13. You can’t get a cab.
If the numbers on the roof are lit, the cab is available. If the Off Duty light is on, the cab won’t stop for you. If you want to hail a cab, don’t stand back on the sidewalk and timidly stick out your hand. Get out there with your arm fully raised so they can see you. If you need training, just watch a New Yorker’s taxi technique. It’s a beautiful art of attitude and arm positioning. Also, don’t steal someone else’s cab. That will piss off a New Yorker faster than a Boston Red Sox shirt. For your safety, get out of the cab on the sidewalk side. Getting out into traffic is dangerous and just makes drivers honk at you.
14. You give an address as a direction.
We don’t use addresses much. We give corners and blocks as directions. We don’t say meet me at Ivan Ramen at 600 11th Avenue. Instead, we say 11th Ave between 44th and 45th.

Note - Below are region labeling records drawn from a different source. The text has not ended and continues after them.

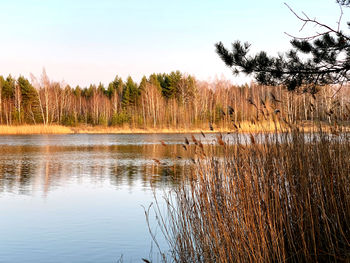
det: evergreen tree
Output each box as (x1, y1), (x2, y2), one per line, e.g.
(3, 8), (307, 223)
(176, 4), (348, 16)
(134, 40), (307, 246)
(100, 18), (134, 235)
(17, 76), (40, 122)
(122, 76), (139, 107)
(107, 75), (124, 98)
(215, 0), (350, 93)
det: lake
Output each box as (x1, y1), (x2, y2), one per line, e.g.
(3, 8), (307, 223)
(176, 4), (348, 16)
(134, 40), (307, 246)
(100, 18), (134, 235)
(0, 134), (221, 262)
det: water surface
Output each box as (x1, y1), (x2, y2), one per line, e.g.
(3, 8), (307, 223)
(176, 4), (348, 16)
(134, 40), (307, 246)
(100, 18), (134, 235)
(0, 134), (223, 262)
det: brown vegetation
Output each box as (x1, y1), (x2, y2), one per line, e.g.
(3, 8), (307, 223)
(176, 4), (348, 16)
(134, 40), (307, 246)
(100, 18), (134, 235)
(149, 129), (350, 262)
(0, 71), (350, 130)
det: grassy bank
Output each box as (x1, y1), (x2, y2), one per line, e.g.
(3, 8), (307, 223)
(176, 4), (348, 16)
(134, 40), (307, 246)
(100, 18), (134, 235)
(0, 121), (350, 135)
(150, 130), (350, 262)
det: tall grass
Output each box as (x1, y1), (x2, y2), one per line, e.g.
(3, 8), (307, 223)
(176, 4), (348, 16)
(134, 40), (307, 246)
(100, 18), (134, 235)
(152, 130), (350, 262)
(0, 124), (73, 135)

15. You insist on wearing cargo shorts and fanny packs.
Tourists stand out, not because you look different, but because you dress different. We dress casually in New York. Yes, sometimes we dress up, but usually, we’re pretty chill. That does not mean we dress sloppy. There is a difference. When you show up in your cargo shorts, t-shirt, running shoes and socks, we know you’re not from here.
16. You can’t order a bagel properly.
Bagels are a way of life in New York. They really are better than the ones you get in a chain store at home. Don’t order a chocolate chip or sundried tomato bagel because no self-respecting bagel store will have them. Ordering a cream cheese schmear means ordering a light amount of cream cheese. You want a normal amount, don’t say schmear. And definitely don’t ask for a schmear of lox.
17. You chimp out on tipping.
We tip in New York. We expect you to tip too.